Critiques

Kurt Vile

(watch my moves)

  • Verve Records
  • 2022
  • 74 minutes
7,5

Kurt Vile a crée deux albums de premier plan: Smoke Ring for My Halo (2011) et Wakin’ on a Pretty Daze (2013). Encore aujourd’hui, ce dernier est considéré par plusieurs comme étant le disque le plus significatif de sa carrière. Sur ce long format réalisé par John Agnello, la répétitivité compositionnelle de Vile était habilement camouflée par l’apport créatif du réalisateur. En plus d’avoir conservé intact le côté « relâché » de l’artiste, Agnello avait alors eu l’intelligence d’enrober les chansons du Philadelphien d’origine dans des superpositions de guitares et de claviers inspirées par la pop rêveuse et le shoegaze.

Sur Believe I’m Going Down… (2015) et Bottle It In (2018), Vile a préconisé une approche plus directe. Sans que ce soit de mauvais disques, tant s’en faut, le charme de l’artiste s’est quelque peu étiolé et, par le fait même, notre intérêt pour sa musique s’est passablement amoindri. La musique de Kurt Vile est intemporelle et, pour l’apprécier à sa juste valeur, il faut porter attention aux subtils changements qu’il y apporte, même si l’auteur de ces lignes n’y voit parfois que du feu… mais pas question d’abandonner le sympathique auteur-compositeur !

La semaine dernière, il était de retour avec un huitième album en carrière intitulé (watch my moves), un long format réalisé par le musicien lui-même. Au cours des deux dernières années, pour les raisons que l’on connaît, l’auteur-compositeur est demeuré cloîtré chez lui à écouter beaucoup de musique en souhaitant ainsi modifier ses habitudes créatives. Au début de la pandémie, Vile était, semble-t-il, au bout du rouleau. Cette fatigue mentale et physique l’a forcé à ralentir et à réfléchir.

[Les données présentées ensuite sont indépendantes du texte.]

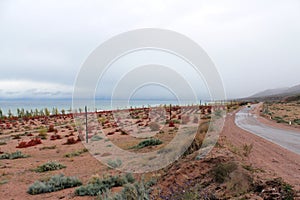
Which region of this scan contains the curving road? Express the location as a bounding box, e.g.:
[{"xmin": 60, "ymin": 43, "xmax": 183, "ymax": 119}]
[{"xmin": 235, "ymin": 105, "xmax": 300, "ymax": 154}]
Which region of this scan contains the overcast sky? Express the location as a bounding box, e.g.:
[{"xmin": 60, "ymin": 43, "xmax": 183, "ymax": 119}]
[{"xmin": 0, "ymin": 0, "xmax": 300, "ymax": 98}]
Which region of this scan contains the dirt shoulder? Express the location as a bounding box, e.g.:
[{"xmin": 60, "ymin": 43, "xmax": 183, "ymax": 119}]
[
  {"xmin": 252, "ymin": 103, "xmax": 300, "ymax": 134},
  {"xmin": 226, "ymin": 108, "xmax": 300, "ymax": 190}
]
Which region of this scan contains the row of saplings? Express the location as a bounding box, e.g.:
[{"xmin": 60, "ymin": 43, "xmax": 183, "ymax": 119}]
[{"xmin": 27, "ymin": 161, "xmax": 153, "ymax": 200}]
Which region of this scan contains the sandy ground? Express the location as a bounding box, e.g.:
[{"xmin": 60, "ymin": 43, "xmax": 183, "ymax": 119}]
[
  {"xmin": 0, "ymin": 105, "xmax": 300, "ymax": 200},
  {"xmin": 252, "ymin": 103, "xmax": 300, "ymax": 134},
  {"xmin": 226, "ymin": 108, "xmax": 300, "ymax": 190}
]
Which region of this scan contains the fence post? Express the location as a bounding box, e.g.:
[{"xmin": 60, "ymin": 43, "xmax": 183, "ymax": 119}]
[{"xmin": 84, "ymin": 106, "xmax": 89, "ymax": 143}]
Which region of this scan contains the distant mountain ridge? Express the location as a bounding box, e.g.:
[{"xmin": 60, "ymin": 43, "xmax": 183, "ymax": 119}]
[{"xmin": 249, "ymin": 84, "xmax": 300, "ymax": 98}]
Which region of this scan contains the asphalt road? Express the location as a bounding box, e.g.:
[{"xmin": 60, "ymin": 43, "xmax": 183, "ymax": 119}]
[{"xmin": 235, "ymin": 105, "xmax": 300, "ymax": 155}]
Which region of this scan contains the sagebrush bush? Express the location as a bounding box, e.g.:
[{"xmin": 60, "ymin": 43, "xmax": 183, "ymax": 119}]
[
  {"xmin": 149, "ymin": 122, "xmax": 160, "ymax": 131},
  {"xmin": 64, "ymin": 148, "xmax": 88, "ymax": 158},
  {"xmin": 133, "ymin": 138, "xmax": 163, "ymax": 149},
  {"xmin": 35, "ymin": 161, "xmax": 66, "ymax": 172},
  {"xmin": 0, "ymin": 151, "xmax": 29, "ymax": 160},
  {"xmin": 98, "ymin": 181, "xmax": 151, "ymax": 200},
  {"xmin": 107, "ymin": 159, "xmax": 122, "ymax": 169},
  {"xmin": 75, "ymin": 174, "xmax": 135, "ymax": 196},
  {"xmin": 16, "ymin": 138, "xmax": 42, "ymax": 148},
  {"xmin": 91, "ymin": 135, "xmax": 103, "ymax": 141},
  {"xmin": 212, "ymin": 162, "xmax": 237, "ymax": 183},
  {"xmin": 27, "ymin": 174, "xmax": 82, "ymax": 195}
]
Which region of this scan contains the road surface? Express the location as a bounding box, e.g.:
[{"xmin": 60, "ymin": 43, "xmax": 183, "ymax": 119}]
[{"xmin": 235, "ymin": 105, "xmax": 300, "ymax": 155}]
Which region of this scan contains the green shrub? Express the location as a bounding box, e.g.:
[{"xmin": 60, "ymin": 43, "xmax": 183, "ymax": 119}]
[
  {"xmin": 212, "ymin": 162, "xmax": 237, "ymax": 183},
  {"xmin": 133, "ymin": 138, "xmax": 162, "ymax": 149},
  {"xmin": 75, "ymin": 175, "xmax": 134, "ymax": 196},
  {"xmin": 107, "ymin": 159, "xmax": 122, "ymax": 169},
  {"xmin": 27, "ymin": 174, "xmax": 82, "ymax": 195},
  {"xmin": 40, "ymin": 145, "xmax": 56, "ymax": 150},
  {"xmin": 91, "ymin": 135, "xmax": 103, "ymax": 141},
  {"xmin": 243, "ymin": 143, "xmax": 253, "ymax": 157},
  {"xmin": 0, "ymin": 151, "xmax": 29, "ymax": 160},
  {"xmin": 64, "ymin": 148, "xmax": 88, "ymax": 158},
  {"xmin": 149, "ymin": 122, "xmax": 160, "ymax": 131},
  {"xmin": 294, "ymin": 119, "xmax": 300, "ymax": 125},
  {"xmin": 35, "ymin": 161, "xmax": 66, "ymax": 172},
  {"xmin": 98, "ymin": 181, "xmax": 150, "ymax": 200}
]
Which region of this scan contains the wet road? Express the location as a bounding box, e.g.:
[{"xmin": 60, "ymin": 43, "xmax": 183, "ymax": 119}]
[{"xmin": 235, "ymin": 105, "xmax": 300, "ymax": 154}]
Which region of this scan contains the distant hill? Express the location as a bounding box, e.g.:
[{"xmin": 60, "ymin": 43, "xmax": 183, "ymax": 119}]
[{"xmin": 246, "ymin": 85, "xmax": 300, "ymax": 100}]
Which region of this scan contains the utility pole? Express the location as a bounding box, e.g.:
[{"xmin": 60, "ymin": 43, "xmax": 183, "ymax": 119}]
[{"xmin": 84, "ymin": 106, "xmax": 89, "ymax": 143}]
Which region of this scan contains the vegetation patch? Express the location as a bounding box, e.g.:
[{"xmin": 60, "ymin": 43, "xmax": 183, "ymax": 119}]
[
  {"xmin": 27, "ymin": 174, "xmax": 82, "ymax": 195},
  {"xmin": 64, "ymin": 148, "xmax": 88, "ymax": 158},
  {"xmin": 35, "ymin": 161, "xmax": 66, "ymax": 172},
  {"xmin": 212, "ymin": 162, "xmax": 237, "ymax": 183},
  {"xmin": 16, "ymin": 138, "xmax": 42, "ymax": 148},
  {"xmin": 91, "ymin": 135, "xmax": 103, "ymax": 141},
  {"xmin": 40, "ymin": 145, "xmax": 56, "ymax": 150},
  {"xmin": 75, "ymin": 174, "xmax": 135, "ymax": 196},
  {"xmin": 132, "ymin": 138, "xmax": 163, "ymax": 149},
  {"xmin": 99, "ymin": 181, "xmax": 151, "ymax": 200},
  {"xmin": 0, "ymin": 151, "xmax": 29, "ymax": 160}
]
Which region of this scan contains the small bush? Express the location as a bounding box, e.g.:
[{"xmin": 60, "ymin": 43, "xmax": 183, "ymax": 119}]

C’est dans ce contexte qu’il nous présente un (watch my moves) ambiant, délicatement mélancolique, et recelant juste assez de modifications dans ses tics compositionnels pour nous garder captifs pendant plus de soixante minutes. Dès le début, avec Going on a Plane Today, il nous propose une chanson pianistique dépouillée évoquant le Lou Reed de l’album Transformer. Dans Mount Airy Hill (Way Gone) et Cool Water, le jeune quarantenaire plonge l’auditeur dans le folk country contemplatif. Avec la conclusive Stuffed Leopard, Vile nous ramène encore à Lou Reed, mais celui de l’album Coney Island Baby.

Les deux pièces de résistance de cette nouvelle production sont sans aucun doute Like Exlploding Stones et Fo Sho. Dans la première, Vile exprime pour une rare fois son état psychologique chancelant, particulièrement celui qui a prévalu au cours des deux dernières années :

Pain ricochetin’ in my brain like exploding stones
Thoughts runnin’ round in my cranium like pinball machine-a-mania
Dreamin’ of a time when everything rhymed and I was cool, calm, and collected
And all my heroes dropped by just to hear me play

– Like Exploding Stones

Dans Fo Sho, impossible de résister à cette sorte de sincérité/résilience exprimée par l’artiste :

Even if I’m wrong

Gonna sing-a-my song

‘Til the ass crack o’dawn

And it’s prolly gonna be a long song

– Fo Sho

Si son ex-complice, Adam Granduciel (The War on Drugs), trempe son rock épique dans une réalisation hautement ciselée, Vile est son antithèse, préférant la discrétion et la subtilité. Sans atteindre les standards des créations susmentionnées ci-dessus, (watch my moves) concrétise subtilement les efforts consentis par le musicien afin de modifier son approche chansonnière.

Ce disque ne désarçonnera aucunement les fans de Vile, mais grâce à ces petits virages inattendus qu’on entend tout au long de l’album, l’Américain crédibilise sa place dans l’univers indie rock états-unien. Un album mélancolique parfait à écouter par un dimanche matin pluvieux.